We were unable to identify a significant association between social factors such as being in a married/defacto relationship with increased screening uptake, a finding that is otherwise well‐described in other cancer screening studies 36, 37, 38, 39.

Fear of cancer recurrence (FoCR) in those with an underlying hematological malignancy at transplantation was investigated for its associations with screening uptake. FoCR was negatively associated with cervical screening uptake, but had no association with other screening procedures. Positive measures of personal growth assessed using the PGTI was not associated with adherence to cancer screening. The severity of GVHD symptoms was further explored for any potential association with screening uptake. We hypothesized that more symptomatic GVHD may result in patients being under closer medical surveillance and, therefore, more likely to be screened for cancers. Lee GVHD scores were observed to in fact be lower in females who did undergo post transplant breast screening, which may also attest to the better quality of life that such patients have.

Perhaps most importantly, the results of our study provide clues as why BMT survivors may not participate in cancer screening programs. Over a quarter of our respondents reported that they did not feel that screening was necessary—suggesting failures in the education and/or counseling of transplant recipients—a finding reported in previous studies 14. In addition, of those who reported that they had not undergone any cancer screening, the vast majority gave the reason that the screening test/s had not been recommended by their treating team. While we did not verify this report for individual patients, it is consistent with the findings of studies conducted in general populations 40 and may likely be true in this population given the inadequate resourcing of post transplant care in many BMT centers. Cost was reported to be a barrier to uptake for very few survivors in our study; however, financial difficulties (low income) have been shown to impact cancer screening rates in other populations 38. This may be a function of Australia's aforementioned free national cancer screening programs. The barrier of cost was reported for younger survivors who do not meet age criteria (e.g., annual mammograms for those age 25 years if they had TBI). These explanations for the low rates of adherence with cancer screening recommendations are also consistent with the literature that suggests that many factors may act as barriers to optimal preventive care including: lack of knowledge regarding the importance of cancer screening in both patients and providers, deficiencies in the organization of preventive health‐care services 31, and skepticism regarding the value of screening 33, 41.

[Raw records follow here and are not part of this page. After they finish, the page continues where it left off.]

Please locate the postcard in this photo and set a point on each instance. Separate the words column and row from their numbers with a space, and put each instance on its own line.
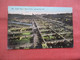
column 39, row 27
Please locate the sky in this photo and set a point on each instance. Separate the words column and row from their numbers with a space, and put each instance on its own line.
column 28, row 10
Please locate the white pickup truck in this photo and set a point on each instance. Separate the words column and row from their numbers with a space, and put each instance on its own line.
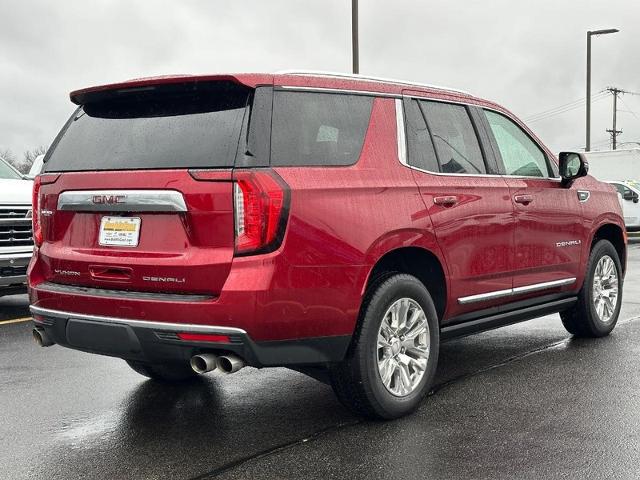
column 16, row 238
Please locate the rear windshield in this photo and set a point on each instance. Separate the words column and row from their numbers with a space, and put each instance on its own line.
column 191, row 126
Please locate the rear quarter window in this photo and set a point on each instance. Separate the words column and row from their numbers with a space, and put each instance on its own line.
column 321, row 129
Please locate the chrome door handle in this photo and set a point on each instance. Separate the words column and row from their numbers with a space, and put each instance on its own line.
column 523, row 199
column 446, row 200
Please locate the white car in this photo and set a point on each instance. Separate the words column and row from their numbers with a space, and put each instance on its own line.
column 630, row 192
column 36, row 166
column 16, row 237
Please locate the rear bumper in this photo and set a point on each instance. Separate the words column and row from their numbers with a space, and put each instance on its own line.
column 151, row 341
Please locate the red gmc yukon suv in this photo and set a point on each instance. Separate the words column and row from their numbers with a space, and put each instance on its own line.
column 341, row 226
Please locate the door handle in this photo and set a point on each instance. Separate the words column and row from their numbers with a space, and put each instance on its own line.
column 446, row 200
column 523, row 199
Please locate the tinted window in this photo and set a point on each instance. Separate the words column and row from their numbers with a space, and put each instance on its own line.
column 520, row 155
column 318, row 128
column 454, row 138
column 195, row 128
column 419, row 145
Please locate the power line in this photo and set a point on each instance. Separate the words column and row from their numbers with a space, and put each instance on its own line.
column 629, row 109
column 564, row 108
column 613, row 131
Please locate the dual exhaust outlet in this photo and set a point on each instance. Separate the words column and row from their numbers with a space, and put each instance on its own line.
column 207, row 362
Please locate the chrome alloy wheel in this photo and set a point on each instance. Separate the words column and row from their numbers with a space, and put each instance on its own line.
column 403, row 347
column 605, row 288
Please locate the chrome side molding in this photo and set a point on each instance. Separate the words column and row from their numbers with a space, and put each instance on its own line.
column 122, row 201
column 483, row 297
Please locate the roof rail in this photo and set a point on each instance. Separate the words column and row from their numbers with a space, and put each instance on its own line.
column 354, row 76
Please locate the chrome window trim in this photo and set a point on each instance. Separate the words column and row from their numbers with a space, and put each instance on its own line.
column 401, row 133
column 535, row 287
column 335, row 90
column 587, row 194
column 173, row 327
column 356, row 76
column 134, row 201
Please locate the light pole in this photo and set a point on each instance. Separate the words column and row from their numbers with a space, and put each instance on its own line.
column 354, row 36
column 589, row 35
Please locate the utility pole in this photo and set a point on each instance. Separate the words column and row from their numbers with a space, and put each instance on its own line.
column 614, row 133
column 354, row 36
column 589, row 35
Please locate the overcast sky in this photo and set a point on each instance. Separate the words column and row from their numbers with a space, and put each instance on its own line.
column 528, row 56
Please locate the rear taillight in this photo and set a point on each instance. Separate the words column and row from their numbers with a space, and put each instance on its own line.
column 35, row 212
column 261, row 206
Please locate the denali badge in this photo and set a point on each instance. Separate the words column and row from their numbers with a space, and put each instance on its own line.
column 108, row 199
column 71, row 273
column 568, row 243
column 163, row 279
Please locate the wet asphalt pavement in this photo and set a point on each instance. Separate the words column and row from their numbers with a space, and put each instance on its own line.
column 526, row 401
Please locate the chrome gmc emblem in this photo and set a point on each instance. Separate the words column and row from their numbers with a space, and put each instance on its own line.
column 108, row 199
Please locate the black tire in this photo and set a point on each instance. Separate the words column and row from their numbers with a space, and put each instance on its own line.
column 357, row 381
column 582, row 320
column 164, row 372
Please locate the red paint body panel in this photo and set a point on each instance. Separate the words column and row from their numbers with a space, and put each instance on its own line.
column 341, row 221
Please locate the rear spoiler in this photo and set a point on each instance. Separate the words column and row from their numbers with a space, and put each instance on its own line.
column 140, row 85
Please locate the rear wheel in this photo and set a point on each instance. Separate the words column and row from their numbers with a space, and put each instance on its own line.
column 163, row 372
column 392, row 361
column 595, row 314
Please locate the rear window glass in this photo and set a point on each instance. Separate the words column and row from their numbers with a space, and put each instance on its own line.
column 195, row 126
column 318, row 128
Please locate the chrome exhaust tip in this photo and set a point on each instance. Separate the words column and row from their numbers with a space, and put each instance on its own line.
column 230, row 363
column 41, row 338
column 203, row 363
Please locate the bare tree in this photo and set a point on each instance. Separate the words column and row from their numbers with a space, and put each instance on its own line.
column 31, row 155
column 7, row 155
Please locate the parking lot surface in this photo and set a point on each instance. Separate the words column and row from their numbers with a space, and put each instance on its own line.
column 526, row 401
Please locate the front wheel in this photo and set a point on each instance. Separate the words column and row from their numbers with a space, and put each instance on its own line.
column 391, row 364
column 595, row 314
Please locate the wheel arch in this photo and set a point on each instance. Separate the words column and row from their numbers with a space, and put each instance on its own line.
column 418, row 261
column 617, row 236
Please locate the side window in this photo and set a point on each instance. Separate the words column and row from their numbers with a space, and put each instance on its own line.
column 318, row 128
column 520, row 155
column 421, row 153
column 454, row 137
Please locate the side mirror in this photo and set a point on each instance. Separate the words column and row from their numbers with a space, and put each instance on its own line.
column 572, row 165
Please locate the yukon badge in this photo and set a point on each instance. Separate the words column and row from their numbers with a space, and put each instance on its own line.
column 568, row 243
column 108, row 199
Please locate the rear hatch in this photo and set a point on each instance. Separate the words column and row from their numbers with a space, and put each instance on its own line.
column 137, row 190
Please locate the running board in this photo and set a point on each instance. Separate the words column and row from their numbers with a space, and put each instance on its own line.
column 491, row 322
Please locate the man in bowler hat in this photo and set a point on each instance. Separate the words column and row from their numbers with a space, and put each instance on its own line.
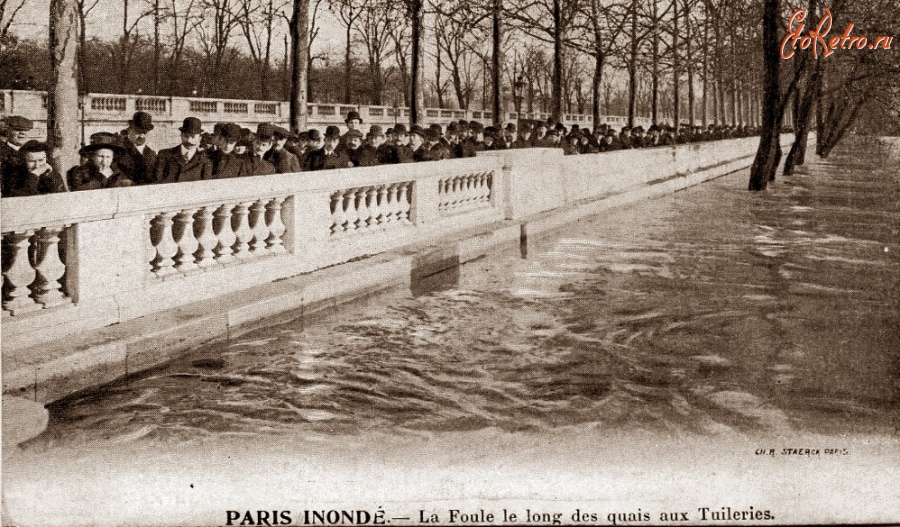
column 185, row 162
column 138, row 160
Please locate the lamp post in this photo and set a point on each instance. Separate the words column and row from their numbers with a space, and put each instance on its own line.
column 518, row 86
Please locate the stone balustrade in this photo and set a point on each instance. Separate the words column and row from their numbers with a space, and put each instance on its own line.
column 84, row 260
column 110, row 112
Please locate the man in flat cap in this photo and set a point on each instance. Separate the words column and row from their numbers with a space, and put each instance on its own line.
column 137, row 160
column 185, row 162
column 226, row 162
column 11, row 160
column 36, row 176
column 314, row 141
column 284, row 161
column 260, row 144
column 404, row 150
column 329, row 156
column 100, row 171
column 353, row 122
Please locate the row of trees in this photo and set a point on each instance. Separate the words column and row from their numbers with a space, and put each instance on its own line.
column 827, row 92
column 710, row 61
column 669, row 59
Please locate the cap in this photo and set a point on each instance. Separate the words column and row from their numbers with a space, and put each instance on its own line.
column 17, row 123
column 353, row 114
column 192, row 125
column 142, row 122
column 33, row 146
column 265, row 131
column 231, row 132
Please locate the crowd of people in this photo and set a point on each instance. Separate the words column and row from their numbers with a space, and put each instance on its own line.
column 123, row 159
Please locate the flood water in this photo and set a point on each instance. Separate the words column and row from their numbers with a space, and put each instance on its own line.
column 711, row 311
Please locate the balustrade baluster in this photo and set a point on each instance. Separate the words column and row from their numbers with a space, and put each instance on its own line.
column 391, row 206
column 362, row 209
column 259, row 227
column 337, row 213
column 379, row 203
column 183, row 233
column 277, row 228
column 49, row 267
column 19, row 274
column 403, row 198
column 242, row 232
column 350, row 210
column 442, row 195
column 166, row 248
column 206, row 236
column 224, row 233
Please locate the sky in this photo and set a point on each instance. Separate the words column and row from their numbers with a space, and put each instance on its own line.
column 105, row 21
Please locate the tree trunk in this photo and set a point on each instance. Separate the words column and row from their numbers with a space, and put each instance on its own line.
column 556, row 110
column 767, row 155
column 347, row 66
column 496, row 51
column 300, row 62
column 157, row 46
column 676, row 72
column 416, row 108
column 598, row 79
column 803, row 119
column 632, row 65
column 62, row 95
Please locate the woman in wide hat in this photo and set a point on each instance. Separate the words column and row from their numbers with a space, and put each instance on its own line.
column 100, row 170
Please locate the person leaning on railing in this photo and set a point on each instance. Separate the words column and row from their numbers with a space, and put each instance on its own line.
column 99, row 170
column 35, row 176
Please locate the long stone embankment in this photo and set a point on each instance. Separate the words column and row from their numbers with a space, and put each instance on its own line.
column 103, row 284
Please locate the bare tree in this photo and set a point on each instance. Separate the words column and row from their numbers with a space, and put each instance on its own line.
column 8, row 11
column 300, row 38
column 62, row 96
column 348, row 11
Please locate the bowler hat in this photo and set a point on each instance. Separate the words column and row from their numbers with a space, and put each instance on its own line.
column 101, row 141
column 282, row 132
column 353, row 114
column 33, row 146
column 141, row 121
column 192, row 125
column 231, row 132
column 265, row 131
column 17, row 123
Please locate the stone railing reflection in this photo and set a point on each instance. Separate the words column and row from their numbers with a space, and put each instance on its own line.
column 187, row 240
column 119, row 254
column 357, row 211
column 34, row 269
column 464, row 193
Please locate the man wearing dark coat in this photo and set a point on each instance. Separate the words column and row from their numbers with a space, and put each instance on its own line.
column 329, row 156
column 283, row 160
column 100, row 171
column 11, row 160
column 226, row 162
column 35, row 176
column 185, row 162
column 138, row 160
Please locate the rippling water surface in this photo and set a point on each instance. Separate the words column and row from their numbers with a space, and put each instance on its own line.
column 710, row 311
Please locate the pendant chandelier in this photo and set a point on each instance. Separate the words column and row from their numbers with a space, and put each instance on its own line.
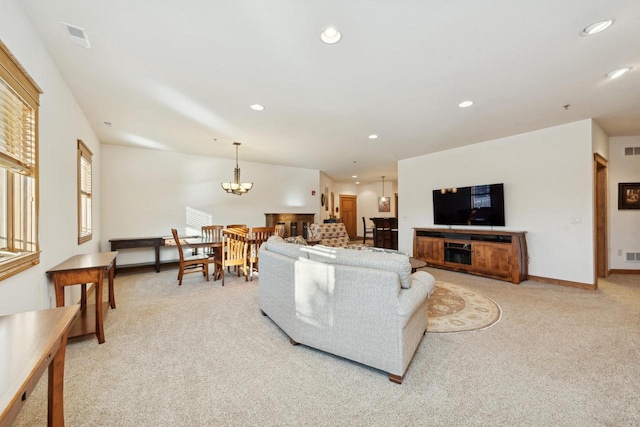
column 236, row 187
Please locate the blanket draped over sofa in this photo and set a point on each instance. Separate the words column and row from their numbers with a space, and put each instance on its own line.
column 360, row 305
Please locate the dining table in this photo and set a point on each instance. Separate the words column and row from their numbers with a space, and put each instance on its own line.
column 215, row 245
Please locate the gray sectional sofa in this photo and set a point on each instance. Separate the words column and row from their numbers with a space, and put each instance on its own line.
column 361, row 305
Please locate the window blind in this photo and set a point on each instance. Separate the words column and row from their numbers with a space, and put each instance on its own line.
column 17, row 132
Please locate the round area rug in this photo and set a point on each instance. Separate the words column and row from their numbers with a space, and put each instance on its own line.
column 454, row 308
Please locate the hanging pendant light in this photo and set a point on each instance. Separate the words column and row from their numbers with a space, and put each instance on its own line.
column 384, row 204
column 236, row 187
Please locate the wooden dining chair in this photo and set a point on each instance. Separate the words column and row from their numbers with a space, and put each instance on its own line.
column 212, row 232
column 234, row 253
column 258, row 236
column 190, row 264
column 368, row 231
column 239, row 229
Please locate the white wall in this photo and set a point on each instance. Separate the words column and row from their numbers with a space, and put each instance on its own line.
column 624, row 225
column 61, row 124
column 146, row 193
column 547, row 176
column 600, row 141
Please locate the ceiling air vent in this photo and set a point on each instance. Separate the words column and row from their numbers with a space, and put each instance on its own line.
column 77, row 35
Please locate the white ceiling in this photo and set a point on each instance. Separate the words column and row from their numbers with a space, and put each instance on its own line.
column 175, row 75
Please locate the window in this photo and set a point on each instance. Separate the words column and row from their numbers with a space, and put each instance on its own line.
column 19, row 98
column 84, row 193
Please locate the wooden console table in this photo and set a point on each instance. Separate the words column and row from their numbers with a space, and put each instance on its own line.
column 80, row 270
column 29, row 343
column 498, row 254
column 385, row 232
column 139, row 242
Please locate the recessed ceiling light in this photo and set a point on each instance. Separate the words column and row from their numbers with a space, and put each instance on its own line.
column 617, row 73
column 596, row 27
column 330, row 35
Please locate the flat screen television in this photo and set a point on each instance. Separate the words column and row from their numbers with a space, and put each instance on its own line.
column 477, row 205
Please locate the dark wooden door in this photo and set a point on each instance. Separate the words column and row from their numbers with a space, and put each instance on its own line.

This study is important because it is one of the largest studies describing adherence with cancer screening guidelines in a BMT population and the first to explore cancer risk behavior and adherence to cancer screening guidelines in an Australian cohort of BMT survivors. Although the sample size and high response rate (76%) make it likely that these results represent an accurate account of BMT survivor's health behaviors, there are a number of limitations to our study which may limit the generalizability of these results to BMT survivors in other countries and other settings. These limitations are principally a function of our study population and include Australia's geographical size, population pattern, climate and health system (which includes both universal publicly funded and private health care), and funded national cancer screening programs. The fact that the study relied upon self‐reporting and did not capture data on nonresponders also limits our findings. Another area which may have been of interest is that relating to digital rectal examination (DRE) and/or prostate‐specific antigen (PSA) for prostate cancer screening in BMT survivors, however, due to the controversy regarding these modalities 42, 43, 44, 45, and that general population prostate cancer screening is not recommended in Australia, we did not ask participants about this. Additionally, it should be noted that as only two of the respondents had a recurrence of the malignancy for which they were transplanted, our findings only apply to survivors who remain disease free following BMT. Also, as we did not ask respondents about adherence to cancer screening guidelines pre‐BMT, we are not able to make any correlation between pre‐ and post‐BMT practices.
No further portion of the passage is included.